At CSU, most players are asked to cut weight after high school, not gain it, says CSU strength and conditioning coach Greg Scanlan. Diets are closely monitored.

“Without a doubt,” Scanlan says, “some of these guys are clinically obese.”

Rams right guard Jerome Williams is listed at 328 pounds. He slapped on 70 pounds during his four years at Montbello High School and then 38 more at CSU. He has been taking careful notes during his nutrition classes, mulling “what I can do to get to a healthier size” after his football days end. The death of Herrion truly hit home.

“I’m kind of thick myself so it makes me want to get into better shape,” says Williams, a junior. “When I’m out there, I want to make sure I’m not carrying too much weight so I’m not exhausting my body.”

While some experts envision a day when 400-pound linemen roam the trenches, others believe players such as Williams represent the final wave of this football growth spurt. Health worries – short- and long-term – lead McCarty to predict, “We’re getting up toward the end of this curve.”

And the rosters at CU and CSU show the tonnage trend is slowing.

Between 1985 and 1995, the average weight for starters on the offensive line rose by 28 pounds at CU (255 to 283) and by 30 pounds at CSU (257 to 287). In the past 10 years, however, that surge slowed. On average, CU’s starting linemen are only 10 pounds bigger this year compared with 1995 and CSU’s blockers are 11 pounds heavier.

Air Force, which once fielded a far thinner line than its two in-state rivals, has caught the other schools with a 52-pound rush over the past 20 years.
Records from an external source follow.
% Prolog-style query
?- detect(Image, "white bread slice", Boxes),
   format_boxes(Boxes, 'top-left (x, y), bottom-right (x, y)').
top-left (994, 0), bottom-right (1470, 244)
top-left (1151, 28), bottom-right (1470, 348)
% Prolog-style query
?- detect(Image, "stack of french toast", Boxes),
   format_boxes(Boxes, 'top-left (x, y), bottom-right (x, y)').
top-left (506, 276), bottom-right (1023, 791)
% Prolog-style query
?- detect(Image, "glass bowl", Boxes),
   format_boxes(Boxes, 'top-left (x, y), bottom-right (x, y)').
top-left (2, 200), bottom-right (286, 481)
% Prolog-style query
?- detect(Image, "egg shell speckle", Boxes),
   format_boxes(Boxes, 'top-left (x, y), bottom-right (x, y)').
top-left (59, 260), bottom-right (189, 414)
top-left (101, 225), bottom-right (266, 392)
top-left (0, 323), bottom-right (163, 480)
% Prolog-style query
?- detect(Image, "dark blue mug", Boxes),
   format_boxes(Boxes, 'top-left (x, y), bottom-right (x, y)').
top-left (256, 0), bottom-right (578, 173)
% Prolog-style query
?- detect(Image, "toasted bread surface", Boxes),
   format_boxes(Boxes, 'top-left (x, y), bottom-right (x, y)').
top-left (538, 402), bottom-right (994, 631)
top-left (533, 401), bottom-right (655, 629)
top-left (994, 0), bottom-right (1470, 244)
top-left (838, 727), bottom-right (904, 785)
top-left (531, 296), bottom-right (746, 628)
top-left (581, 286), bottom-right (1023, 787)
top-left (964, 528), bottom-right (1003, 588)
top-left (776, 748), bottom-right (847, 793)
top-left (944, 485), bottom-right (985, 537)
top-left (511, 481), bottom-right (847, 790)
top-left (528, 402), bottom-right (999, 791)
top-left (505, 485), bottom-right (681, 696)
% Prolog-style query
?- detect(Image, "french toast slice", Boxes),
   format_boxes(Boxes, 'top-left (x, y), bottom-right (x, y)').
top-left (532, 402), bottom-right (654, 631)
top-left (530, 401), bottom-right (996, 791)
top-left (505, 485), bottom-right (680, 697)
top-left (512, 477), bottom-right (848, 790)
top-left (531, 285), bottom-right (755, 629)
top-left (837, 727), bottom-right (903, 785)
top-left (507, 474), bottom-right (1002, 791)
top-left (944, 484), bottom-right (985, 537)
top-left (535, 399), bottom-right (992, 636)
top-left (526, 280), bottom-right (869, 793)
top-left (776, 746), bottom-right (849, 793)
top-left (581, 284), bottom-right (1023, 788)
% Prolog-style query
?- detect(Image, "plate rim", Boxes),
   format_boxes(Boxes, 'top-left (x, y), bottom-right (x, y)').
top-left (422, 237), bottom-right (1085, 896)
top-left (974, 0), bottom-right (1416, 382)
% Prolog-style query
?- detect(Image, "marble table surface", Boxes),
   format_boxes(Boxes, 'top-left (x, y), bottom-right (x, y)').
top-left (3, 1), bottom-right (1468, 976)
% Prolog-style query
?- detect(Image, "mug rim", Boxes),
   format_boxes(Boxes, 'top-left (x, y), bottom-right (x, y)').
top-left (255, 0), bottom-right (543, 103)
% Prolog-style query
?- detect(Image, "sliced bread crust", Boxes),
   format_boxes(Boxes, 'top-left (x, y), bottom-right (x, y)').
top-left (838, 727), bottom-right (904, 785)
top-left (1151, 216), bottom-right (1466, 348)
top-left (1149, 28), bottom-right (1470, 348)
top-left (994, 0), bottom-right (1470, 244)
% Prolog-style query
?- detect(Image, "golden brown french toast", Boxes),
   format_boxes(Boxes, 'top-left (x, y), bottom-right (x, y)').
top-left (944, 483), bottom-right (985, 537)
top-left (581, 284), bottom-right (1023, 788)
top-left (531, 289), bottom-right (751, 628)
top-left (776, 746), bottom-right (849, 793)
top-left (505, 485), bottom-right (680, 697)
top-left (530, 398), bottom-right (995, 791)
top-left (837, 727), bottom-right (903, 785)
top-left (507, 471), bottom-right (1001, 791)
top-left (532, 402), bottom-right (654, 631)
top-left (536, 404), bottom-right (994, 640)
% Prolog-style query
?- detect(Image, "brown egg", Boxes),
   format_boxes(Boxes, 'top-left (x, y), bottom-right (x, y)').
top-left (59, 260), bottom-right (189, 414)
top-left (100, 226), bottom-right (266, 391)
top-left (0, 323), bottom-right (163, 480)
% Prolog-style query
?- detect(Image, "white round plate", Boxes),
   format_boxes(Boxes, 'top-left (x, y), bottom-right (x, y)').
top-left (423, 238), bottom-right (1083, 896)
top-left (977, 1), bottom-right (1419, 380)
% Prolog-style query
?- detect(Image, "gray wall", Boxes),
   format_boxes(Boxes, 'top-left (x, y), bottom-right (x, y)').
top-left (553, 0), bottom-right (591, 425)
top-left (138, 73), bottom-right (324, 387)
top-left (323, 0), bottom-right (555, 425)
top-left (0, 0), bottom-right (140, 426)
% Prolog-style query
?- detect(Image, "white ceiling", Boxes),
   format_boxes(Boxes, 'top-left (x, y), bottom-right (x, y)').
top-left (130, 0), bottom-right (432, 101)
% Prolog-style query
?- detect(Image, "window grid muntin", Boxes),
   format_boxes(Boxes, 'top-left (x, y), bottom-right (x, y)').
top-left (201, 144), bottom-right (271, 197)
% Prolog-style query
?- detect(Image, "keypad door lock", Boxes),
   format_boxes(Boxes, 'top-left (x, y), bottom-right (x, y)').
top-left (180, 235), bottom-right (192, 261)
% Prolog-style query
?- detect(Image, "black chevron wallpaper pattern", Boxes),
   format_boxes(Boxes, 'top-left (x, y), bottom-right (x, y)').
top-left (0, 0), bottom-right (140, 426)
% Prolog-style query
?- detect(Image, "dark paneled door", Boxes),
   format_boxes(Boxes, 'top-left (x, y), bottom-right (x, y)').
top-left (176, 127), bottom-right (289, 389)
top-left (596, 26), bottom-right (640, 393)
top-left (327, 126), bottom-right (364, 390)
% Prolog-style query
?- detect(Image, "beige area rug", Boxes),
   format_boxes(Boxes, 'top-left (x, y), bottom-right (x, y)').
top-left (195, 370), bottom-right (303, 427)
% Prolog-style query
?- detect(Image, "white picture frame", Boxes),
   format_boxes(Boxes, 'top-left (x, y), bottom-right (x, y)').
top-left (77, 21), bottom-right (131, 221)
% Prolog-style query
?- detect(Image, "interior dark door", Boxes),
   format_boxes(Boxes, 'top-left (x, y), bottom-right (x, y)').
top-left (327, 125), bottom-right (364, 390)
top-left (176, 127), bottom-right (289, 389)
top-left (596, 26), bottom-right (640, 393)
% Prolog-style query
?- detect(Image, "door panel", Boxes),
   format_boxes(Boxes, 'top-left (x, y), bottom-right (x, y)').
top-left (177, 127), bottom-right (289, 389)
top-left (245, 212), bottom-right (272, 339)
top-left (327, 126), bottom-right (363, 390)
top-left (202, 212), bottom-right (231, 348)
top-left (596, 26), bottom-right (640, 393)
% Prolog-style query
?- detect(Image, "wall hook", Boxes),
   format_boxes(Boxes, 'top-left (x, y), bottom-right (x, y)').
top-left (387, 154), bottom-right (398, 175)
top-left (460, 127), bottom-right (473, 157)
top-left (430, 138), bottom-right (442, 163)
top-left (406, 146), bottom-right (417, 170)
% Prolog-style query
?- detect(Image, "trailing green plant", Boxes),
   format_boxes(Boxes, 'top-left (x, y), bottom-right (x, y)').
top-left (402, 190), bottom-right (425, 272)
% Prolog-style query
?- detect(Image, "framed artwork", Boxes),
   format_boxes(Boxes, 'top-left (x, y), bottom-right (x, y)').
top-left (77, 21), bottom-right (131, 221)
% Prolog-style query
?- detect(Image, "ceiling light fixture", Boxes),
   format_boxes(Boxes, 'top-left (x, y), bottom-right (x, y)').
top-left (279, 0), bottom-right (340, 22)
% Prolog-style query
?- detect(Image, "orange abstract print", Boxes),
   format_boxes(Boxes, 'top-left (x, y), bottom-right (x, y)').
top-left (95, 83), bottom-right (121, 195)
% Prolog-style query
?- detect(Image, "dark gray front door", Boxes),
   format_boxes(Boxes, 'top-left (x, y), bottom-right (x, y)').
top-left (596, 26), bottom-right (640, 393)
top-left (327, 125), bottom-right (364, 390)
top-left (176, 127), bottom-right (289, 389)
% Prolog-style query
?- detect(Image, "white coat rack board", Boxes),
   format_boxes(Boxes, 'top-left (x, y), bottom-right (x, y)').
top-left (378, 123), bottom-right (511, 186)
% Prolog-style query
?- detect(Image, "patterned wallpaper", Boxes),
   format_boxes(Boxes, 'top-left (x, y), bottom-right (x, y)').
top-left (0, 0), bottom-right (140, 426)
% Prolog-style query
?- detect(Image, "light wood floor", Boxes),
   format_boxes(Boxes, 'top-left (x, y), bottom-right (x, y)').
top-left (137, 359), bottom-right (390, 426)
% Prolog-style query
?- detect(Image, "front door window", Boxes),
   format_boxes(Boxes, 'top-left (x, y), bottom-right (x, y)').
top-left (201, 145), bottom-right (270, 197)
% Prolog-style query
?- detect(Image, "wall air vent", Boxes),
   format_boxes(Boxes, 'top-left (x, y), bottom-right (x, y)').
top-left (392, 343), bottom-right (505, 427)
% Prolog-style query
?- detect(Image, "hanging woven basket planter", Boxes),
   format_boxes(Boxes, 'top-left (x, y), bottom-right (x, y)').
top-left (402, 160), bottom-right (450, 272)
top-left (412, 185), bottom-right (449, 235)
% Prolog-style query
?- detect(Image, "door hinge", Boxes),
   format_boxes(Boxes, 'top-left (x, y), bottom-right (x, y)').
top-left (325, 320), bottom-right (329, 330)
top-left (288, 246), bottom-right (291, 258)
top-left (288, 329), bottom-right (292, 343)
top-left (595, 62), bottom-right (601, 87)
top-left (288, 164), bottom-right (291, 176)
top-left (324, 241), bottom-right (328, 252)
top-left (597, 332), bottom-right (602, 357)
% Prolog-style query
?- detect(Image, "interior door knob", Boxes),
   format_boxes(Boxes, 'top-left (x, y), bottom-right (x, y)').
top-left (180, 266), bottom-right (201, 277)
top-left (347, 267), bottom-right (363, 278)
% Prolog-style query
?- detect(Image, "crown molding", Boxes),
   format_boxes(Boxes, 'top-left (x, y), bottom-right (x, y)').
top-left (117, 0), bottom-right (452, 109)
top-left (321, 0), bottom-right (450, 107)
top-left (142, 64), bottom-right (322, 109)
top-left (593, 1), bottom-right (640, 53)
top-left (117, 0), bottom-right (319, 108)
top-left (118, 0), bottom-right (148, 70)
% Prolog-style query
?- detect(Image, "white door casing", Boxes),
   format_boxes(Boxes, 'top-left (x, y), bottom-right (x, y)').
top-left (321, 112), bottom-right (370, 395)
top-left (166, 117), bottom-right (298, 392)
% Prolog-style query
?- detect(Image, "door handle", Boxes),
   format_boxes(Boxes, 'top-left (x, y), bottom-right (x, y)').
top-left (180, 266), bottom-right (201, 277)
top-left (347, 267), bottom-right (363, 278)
The Falcons’ average lineman in 1985 weighed 238, today 290.

Maybe it’s the advances in weight training and nutrition. Or maybe it’s merely evolution. But Air Force strength coach Allen Hedrick says the growth surge may not be over.

“The high 300s seems outlandish to think about. But if you went back 20 years ago and asked people, ‘Will there be 300-pounders who play effectively?’ they would have said ‘No,”‘ Hedrick says. “Will it be common to have 400-pound linemen? Based on the trends in other aspects of human performance, that’s not unrealistic.”

But once they go up in size, those players still have to come down after their careers. If not, they face potentially severe health problems.

“Either you lose weight right away after you are done playing,” says CSU’s Scanlan, “or you don’t lose it.”

Put another way: Old eating habits die hard.

Just ask Dreyer, the former CSU center whose final game was in 2003.

He has shed 100 pounds since his NFL tryout. But after years of purposely stuffing himself to fuel his football size, Dreyer still craves those calorie binges.

“Honestly, for me, that’s something I still struggle with – eating healthy. I don’t eat healthy. I just eat a lot less. It’s one of the side effects I still can’t shake.

“Eating the mass quantities we were required to eat, well, it gets you somewhat addicted to it.”

Staff writer Natalie Meisler contributed to this report.